Deborah Elkins//February 8, 2017//
Smith v. Munday (Lawyers Weekly No. 001-032-17, 31 pp.) (Gregory, J.) No. 15-1092, Feb. 3, 2017; USDC at Statesville, N.C. (Voorhees, J.) 4th Cir.
Holding: The 4th Circuit reverses summary judgment in this civil rights suit for defendant police officer who arrested plaintiff “April Smith” for selling crack cocaine, leading to her detention for 80 days before the criminal charges were dropped; even ignoring whether plaintiff’s weight, at either 160 pounds or 200 pounds, qualified as “skinny,” a criminal history, common gender and unfortunately common name is not enough to establish probable cause.
Confidential Informant
Police had information from a confidential informant who, on March 10, 2009, purchased cocaine from a black female named April Smith, who was described as “skinny.” At some point during the next nine months, a defendant officer, Jason Munday, scanned police databases for residents of Lincoln County named April Smith with criminal records. He then stumbled upon April Yvette Smith, plaintiff, a black woman who lived in Lincoln County and had been convicted of selling crack cocaine in 1993, 1997 and 2005. His search revealed at least two other April Smiths with criminal records. Defendant officer had no indication that the woman who sold crack cocaine in March 2009 had a criminal record, or was even a Lincoln County resident. Plaintiff alleges she weighed 160 pounds when arrested, and had weighed 200 pounds in March 2009. The record reflects no further attempt by defendant to investigate Smith or connect her to the crime.
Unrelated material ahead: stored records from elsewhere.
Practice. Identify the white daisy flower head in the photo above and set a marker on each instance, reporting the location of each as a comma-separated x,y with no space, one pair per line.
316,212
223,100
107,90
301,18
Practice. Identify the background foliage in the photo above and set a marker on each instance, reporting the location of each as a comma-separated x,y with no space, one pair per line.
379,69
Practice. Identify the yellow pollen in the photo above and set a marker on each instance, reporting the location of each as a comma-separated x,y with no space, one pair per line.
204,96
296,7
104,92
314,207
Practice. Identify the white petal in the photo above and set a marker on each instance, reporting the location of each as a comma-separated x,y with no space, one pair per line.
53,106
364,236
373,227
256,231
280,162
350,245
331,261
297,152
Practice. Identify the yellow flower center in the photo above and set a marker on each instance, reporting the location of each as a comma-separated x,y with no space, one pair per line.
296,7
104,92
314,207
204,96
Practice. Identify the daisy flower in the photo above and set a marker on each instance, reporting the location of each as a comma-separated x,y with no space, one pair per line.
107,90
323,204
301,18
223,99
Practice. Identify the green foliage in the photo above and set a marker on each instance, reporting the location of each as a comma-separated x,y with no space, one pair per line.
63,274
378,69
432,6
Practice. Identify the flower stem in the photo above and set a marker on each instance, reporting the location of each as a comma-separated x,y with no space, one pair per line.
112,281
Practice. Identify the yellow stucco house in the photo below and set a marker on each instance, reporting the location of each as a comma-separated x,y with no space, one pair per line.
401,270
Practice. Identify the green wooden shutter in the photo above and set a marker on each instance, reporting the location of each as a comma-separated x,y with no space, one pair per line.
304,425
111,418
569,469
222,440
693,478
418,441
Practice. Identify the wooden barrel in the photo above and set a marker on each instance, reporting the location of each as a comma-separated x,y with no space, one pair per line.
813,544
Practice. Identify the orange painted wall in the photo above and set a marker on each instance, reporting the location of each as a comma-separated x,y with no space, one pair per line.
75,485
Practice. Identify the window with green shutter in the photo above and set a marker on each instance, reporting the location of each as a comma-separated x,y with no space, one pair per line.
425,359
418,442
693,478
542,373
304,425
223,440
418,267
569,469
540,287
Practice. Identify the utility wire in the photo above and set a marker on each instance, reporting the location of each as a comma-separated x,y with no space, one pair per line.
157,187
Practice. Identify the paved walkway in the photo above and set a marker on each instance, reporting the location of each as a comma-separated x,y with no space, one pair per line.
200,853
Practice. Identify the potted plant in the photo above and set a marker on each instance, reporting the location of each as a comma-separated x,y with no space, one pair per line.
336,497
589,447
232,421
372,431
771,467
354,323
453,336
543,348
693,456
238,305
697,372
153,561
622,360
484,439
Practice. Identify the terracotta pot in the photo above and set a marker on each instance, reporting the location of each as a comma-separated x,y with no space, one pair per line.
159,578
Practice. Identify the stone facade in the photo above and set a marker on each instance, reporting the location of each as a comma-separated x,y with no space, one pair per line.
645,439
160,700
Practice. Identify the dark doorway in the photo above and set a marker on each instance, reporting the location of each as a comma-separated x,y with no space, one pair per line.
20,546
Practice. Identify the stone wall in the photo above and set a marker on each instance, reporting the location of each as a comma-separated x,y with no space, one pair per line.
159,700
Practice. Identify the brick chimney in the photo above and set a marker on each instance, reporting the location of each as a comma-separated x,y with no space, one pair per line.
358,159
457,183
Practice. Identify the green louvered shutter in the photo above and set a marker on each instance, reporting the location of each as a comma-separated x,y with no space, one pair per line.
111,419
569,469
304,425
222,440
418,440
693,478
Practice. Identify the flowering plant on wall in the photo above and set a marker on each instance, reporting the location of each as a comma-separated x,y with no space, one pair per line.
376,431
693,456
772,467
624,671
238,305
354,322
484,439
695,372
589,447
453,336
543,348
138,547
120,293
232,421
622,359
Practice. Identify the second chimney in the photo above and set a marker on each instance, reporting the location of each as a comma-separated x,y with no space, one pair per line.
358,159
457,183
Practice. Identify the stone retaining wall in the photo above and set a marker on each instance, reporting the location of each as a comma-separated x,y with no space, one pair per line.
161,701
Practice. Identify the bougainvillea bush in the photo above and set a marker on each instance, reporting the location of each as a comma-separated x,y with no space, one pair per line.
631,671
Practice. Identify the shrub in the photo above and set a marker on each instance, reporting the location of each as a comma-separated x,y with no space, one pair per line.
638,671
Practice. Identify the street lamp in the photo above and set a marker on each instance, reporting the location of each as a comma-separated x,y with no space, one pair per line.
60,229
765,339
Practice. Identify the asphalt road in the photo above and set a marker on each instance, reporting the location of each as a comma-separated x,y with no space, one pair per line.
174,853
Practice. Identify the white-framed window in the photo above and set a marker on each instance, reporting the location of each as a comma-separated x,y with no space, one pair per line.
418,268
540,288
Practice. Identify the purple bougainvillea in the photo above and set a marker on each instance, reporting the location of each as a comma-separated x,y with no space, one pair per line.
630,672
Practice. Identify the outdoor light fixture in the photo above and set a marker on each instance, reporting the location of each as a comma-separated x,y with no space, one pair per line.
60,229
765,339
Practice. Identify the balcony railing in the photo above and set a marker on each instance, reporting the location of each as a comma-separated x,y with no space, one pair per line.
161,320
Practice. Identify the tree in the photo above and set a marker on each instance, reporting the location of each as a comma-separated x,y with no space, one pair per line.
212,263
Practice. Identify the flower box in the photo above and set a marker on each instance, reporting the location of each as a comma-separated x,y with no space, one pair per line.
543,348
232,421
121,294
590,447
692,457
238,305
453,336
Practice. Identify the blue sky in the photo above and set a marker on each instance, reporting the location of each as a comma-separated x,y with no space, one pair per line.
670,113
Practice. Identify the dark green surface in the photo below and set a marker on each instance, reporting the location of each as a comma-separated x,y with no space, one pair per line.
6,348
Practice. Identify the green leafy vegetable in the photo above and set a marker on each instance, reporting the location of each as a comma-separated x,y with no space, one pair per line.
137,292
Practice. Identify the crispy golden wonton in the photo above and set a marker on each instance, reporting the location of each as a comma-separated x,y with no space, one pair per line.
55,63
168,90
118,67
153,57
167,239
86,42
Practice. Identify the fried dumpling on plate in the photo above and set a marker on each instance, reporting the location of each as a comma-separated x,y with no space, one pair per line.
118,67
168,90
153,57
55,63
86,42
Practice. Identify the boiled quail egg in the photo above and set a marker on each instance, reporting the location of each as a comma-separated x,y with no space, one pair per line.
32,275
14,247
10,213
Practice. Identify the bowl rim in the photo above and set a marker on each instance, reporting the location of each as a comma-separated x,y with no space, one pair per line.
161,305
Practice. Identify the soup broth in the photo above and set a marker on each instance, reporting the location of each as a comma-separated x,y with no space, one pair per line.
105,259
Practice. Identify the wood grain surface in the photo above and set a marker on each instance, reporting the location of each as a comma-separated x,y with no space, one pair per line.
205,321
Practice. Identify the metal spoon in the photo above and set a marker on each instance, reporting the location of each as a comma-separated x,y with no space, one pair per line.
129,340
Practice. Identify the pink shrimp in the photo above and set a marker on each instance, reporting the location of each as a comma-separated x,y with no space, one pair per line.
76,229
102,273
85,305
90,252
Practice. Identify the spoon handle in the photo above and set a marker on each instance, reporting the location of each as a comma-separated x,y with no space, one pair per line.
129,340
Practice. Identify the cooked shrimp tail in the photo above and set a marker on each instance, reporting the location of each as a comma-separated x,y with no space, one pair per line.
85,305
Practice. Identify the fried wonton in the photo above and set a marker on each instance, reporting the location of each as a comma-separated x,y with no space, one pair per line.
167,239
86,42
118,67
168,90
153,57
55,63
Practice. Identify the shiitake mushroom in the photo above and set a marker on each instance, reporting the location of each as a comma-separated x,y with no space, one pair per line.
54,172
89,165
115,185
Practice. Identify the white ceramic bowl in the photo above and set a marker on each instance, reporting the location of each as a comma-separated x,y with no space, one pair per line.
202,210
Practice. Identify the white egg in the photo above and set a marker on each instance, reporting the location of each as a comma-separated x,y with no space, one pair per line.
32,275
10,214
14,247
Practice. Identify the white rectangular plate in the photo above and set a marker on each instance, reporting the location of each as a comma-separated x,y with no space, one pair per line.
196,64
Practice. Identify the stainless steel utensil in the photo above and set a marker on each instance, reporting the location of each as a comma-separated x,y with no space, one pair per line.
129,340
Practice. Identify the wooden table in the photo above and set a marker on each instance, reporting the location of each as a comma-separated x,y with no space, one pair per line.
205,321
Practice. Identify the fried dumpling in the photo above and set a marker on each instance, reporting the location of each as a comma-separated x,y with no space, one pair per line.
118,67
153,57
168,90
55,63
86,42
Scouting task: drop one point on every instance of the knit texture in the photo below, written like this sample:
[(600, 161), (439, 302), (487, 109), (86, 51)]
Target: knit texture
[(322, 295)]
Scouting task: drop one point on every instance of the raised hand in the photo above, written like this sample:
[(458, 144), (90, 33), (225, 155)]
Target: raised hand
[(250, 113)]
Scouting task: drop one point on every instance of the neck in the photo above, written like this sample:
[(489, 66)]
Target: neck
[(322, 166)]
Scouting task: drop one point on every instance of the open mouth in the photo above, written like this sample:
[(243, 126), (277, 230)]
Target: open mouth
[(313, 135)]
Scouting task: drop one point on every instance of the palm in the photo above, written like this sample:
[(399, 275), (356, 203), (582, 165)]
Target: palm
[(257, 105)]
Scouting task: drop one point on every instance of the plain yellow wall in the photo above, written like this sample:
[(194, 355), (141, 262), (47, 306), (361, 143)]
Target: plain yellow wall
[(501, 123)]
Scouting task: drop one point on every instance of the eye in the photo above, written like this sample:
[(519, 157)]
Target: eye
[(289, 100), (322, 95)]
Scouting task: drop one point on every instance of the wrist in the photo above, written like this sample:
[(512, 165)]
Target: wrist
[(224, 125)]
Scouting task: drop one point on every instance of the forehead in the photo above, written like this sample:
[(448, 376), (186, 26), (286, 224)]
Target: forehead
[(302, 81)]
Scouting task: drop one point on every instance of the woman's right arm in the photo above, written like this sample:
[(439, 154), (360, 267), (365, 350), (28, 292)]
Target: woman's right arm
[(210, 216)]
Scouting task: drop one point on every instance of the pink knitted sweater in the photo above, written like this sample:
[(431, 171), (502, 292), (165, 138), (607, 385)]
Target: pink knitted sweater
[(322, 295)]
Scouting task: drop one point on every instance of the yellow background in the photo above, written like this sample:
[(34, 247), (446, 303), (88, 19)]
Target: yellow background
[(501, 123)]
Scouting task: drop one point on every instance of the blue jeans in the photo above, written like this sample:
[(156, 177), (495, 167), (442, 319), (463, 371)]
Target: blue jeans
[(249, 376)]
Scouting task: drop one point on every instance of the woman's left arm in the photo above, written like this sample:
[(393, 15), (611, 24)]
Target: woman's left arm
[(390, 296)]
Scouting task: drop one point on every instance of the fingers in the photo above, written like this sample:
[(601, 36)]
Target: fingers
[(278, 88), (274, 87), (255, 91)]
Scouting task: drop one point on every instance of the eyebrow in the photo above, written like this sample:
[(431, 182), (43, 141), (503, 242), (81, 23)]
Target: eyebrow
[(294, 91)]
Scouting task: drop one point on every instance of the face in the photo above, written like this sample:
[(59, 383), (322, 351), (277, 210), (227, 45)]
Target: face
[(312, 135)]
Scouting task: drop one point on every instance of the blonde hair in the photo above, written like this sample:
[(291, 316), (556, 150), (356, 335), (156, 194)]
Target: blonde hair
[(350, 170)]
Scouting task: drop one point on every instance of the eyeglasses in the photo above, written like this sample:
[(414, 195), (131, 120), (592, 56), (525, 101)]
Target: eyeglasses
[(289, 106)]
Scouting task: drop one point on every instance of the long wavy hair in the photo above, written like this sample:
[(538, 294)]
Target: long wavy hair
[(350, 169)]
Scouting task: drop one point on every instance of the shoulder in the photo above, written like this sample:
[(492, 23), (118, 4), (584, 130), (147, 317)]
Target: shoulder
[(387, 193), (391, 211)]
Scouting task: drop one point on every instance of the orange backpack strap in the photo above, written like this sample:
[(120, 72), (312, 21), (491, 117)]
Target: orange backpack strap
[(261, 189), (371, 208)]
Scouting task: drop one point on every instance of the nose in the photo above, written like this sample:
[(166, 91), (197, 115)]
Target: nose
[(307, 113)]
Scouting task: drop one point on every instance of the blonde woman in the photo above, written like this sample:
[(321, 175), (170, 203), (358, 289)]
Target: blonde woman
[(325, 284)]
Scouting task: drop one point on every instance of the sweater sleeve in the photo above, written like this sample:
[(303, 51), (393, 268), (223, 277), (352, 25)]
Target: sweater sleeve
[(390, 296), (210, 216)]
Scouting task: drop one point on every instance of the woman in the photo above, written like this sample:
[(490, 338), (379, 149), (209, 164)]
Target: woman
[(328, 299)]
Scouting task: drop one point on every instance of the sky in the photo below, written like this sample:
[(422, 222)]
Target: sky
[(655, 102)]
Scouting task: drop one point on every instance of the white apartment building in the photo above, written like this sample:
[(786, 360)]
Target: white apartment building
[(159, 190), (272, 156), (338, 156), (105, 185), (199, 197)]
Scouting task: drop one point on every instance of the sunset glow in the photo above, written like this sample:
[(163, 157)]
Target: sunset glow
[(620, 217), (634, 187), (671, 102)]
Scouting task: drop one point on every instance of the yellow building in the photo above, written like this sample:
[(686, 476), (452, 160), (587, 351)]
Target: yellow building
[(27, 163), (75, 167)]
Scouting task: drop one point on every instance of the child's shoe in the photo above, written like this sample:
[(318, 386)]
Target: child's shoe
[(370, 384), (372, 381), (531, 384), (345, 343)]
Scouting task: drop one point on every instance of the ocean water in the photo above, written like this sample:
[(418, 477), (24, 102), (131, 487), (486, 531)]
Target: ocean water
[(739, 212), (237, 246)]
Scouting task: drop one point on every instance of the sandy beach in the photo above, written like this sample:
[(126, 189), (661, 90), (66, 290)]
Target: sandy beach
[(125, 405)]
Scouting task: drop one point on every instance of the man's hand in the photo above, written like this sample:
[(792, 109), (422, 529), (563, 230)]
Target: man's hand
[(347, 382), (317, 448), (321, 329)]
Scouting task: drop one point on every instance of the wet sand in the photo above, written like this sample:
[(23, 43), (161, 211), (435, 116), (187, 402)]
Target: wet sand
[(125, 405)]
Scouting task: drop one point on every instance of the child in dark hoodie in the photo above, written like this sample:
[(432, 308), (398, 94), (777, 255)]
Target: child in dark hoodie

Nevertheless, nine months after the sale, Munday applied for and received an arrest warrant. Plaintiff was arrested in her home, 11 miles away from the site of the drug sale. She was held in custody for approximately 80 days, facing the threat of prosecution. The local prosecutor then requested that the charges be dismissed.
Probable Cause
The sole question at issue is whether there was probable cause to arrest Smith.
Defendant Munday had no evidence about Smith’s conduct, let alone whether she was a participant in, connected to, or even physically present near the drug sale in question. His only information about her was that she had previously been convicted for selling drugs years past, that she was a black woman, and that she was “near” the site of the drug sale because her home address was 11 miles away. If this amount of evidence were sufficient for probable cause, then officers would have probable cause to obtain arrest warrants for any local residents who fit the generic description of the day – be it “black woman,” “black man,” or otherwise – so long as they had a criminal history and an unfortunately common name. Such scant evidence barely meets the threshold of “mere suspicion,” let alone the threshold of probable cause.
We hold that Munday violated Smith’s Fourth Amendment rights when he applied for an arrest warrant that wholly lacked probable cause. The district court had previously found that Smith’s state-law claims against all of the individual officers, and negligent-supervision and pattern-or-practice theories of liability against the police chief and City of Lincolnton failed because no constitutional violation occurred. Because this reversal implicates those rulings, we remand to the district court so it can examine its prior determinations in the first instance.
Qualified immunity does not apply where the warrant application is so lacking in indicia of probable cause as to render official belief in its existence unreasonable.
We affirm dismissal of plaintiff’s false arrest claim, as the district court properly characterized her claim as one for malicious prosecution.
Affirmed in part, reversed in part and remanded.
Concurrence & Dissent
Agee, J., concurring & dissenting: The majority holds that the arrest warrant was not supported by probable cause and that Munday is not entitled to qualified immunity. I disagree. The record evidence reflects that reasonable minds could disagree as to whether probable cause exists; therefore, Munday is entitled to qualified immunity. I respectfully dissent from the majority’s decision to reverse the district court’s judgment in favor of Munday, but concur in affirming the district court as to additional claims.